CS 377P: Programming for Performance
Assignment 1: Performance counters
Due date: Feb 6, 2026, 10:00PM
Late submission policy: Submissions can be at most 1 day
late. There will be a 10% penalty for late submissions.
Description
1) Write C code for the 6 variants of matrix-matrix multiply
(MMM) you can generate by permuting loops in the standard
three-nested loop version of MMM. The data type in the matrix
should be
complex double. You will need to include the
header file
<complex.h>.
Hint: To check cache sizes on the
machine, run: lscpu
2) Answer the following questions, using a few sentences for each
one.
- What is Moore's Law? What is Amdahl's Law? Which of these is
an empirical observation and which of these is a mathematical
fact?
- In the earliest ISA's, memory could only be accessed using
the absolute addressing mode. What problems arise in
implementing loops with such an ISA? How we get around these
problems in today's ISA's?
- What are data and control dependences? Give simple
examples to illustrate these concepts.
- Explain out-of-order execution and in-order
retirement/commit. Why do high-performance processors
execute instructions out of order but retire them in order?
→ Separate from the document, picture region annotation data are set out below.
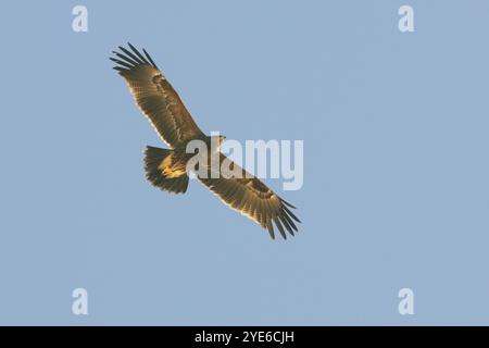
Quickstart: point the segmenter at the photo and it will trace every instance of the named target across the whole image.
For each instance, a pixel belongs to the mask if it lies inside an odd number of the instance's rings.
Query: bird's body
[[[130,44],[129,48],[130,50],[120,47],[122,53],[114,52],[117,57],[111,58],[117,63],[114,69],[124,77],[136,103],[170,147],[147,147],[145,170],[149,182],[165,191],[186,192],[189,183],[187,164],[195,157],[195,153],[188,152],[187,146],[190,141],[200,140],[206,146],[208,160],[199,172],[205,175],[198,175],[198,179],[228,207],[268,229],[272,238],[275,238],[274,224],[284,238],[285,231],[293,235],[293,231],[297,232],[294,221],[300,222],[289,209],[294,207],[221,153],[218,147],[224,137],[206,136],[151,57],[145,50],[142,55]],[[228,164],[233,173],[239,175],[227,176],[221,172],[216,175],[216,166],[211,163],[211,159],[216,160],[218,169],[223,163]]]

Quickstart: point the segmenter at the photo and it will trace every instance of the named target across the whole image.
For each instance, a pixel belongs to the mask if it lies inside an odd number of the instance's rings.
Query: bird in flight
[[[130,44],[128,44],[128,48],[118,48],[121,51],[114,51],[115,57],[110,58],[116,63],[114,70],[124,77],[139,109],[148,117],[161,139],[170,147],[170,149],[151,146],[146,148],[146,176],[152,185],[162,190],[185,194],[189,183],[187,163],[195,156],[186,151],[189,141],[201,140],[205,145],[217,141],[221,146],[225,137],[206,136],[199,128],[175,89],[145,49],[142,49],[142,54]],[[222,163],[226,162],[233,173],[241,173],[241,175],[230,177],[198,175],[197,178],[229,208],[268,229],[273,239],[275,239],[274,225],[284,239],[287,238],[286,231],[293,236],[298,231],[294,222],[300,222],[291,212],[291,209],[296,207],[278,197],[259,178],[230,161],[218,151],[218,148],[217,150],[215,147],[212,149],[211,145],[209,151],[214,151],[209,154],[214,154],[218,159],[220,167]],[[204,162],[204,166],[201,167],[204,173],[213,171],[210,163]]]

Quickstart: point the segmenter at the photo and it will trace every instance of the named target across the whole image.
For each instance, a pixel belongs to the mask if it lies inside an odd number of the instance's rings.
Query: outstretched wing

What hardware structure(s) are used to implement in-order
retirement?
- Consider the invariants for retirement in OOO execution with
renaming shown in the lecture slides. Why do we need to check
the condition "(R3.PR# = ROB[n].PR#") before updating
R3.v ? Explain what would go wrong if we did not check this
condition before updating R3.v.
- What is the typical branch prediction accuracy in modern
processors? In lecture, we said "A correctly predicted branch
is essentially a NO-OP as far as performance is concerned."
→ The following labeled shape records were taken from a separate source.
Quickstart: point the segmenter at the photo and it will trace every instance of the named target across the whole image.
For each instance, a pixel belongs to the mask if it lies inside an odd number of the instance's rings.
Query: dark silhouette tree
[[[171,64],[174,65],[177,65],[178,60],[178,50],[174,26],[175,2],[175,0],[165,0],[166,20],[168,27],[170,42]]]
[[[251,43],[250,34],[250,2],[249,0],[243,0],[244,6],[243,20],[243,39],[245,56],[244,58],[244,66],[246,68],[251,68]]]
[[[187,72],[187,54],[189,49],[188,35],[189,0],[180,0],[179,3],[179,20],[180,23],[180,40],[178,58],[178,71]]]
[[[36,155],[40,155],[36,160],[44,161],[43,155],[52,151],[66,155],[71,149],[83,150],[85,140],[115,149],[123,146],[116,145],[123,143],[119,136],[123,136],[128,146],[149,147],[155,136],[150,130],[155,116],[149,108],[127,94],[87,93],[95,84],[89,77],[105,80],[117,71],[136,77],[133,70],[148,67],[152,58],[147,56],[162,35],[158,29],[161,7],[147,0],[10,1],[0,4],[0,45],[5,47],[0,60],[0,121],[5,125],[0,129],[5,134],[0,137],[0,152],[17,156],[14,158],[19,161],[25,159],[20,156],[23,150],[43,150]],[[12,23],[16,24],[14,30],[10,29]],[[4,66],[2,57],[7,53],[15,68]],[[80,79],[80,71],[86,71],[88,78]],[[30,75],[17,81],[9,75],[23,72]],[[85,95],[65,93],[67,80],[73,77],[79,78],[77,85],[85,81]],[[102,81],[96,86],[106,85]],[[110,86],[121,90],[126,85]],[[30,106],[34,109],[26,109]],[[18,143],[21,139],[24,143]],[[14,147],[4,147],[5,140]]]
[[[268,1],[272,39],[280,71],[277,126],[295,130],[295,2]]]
Explain this statement in a few sentences.
Deliverables
Submit (in canvas) the following two files:
- A .tar.gz file with your code, a README.txt and a
Makefile.
- The README.txt describes how to run your program and what
the output will be. A reasonable output will be pairs of
"name of measured event, value".
- With the Makefile, your code should be compiled on the 5
CS machines by running only "make".
- A report (in .pdf) containing the tables, and the answers to
the questions in both parts.
Grading
Code: 40 points
Measurements (plots): 30 points
Explanation: 10 points
Answers to short questions in (2): 20 points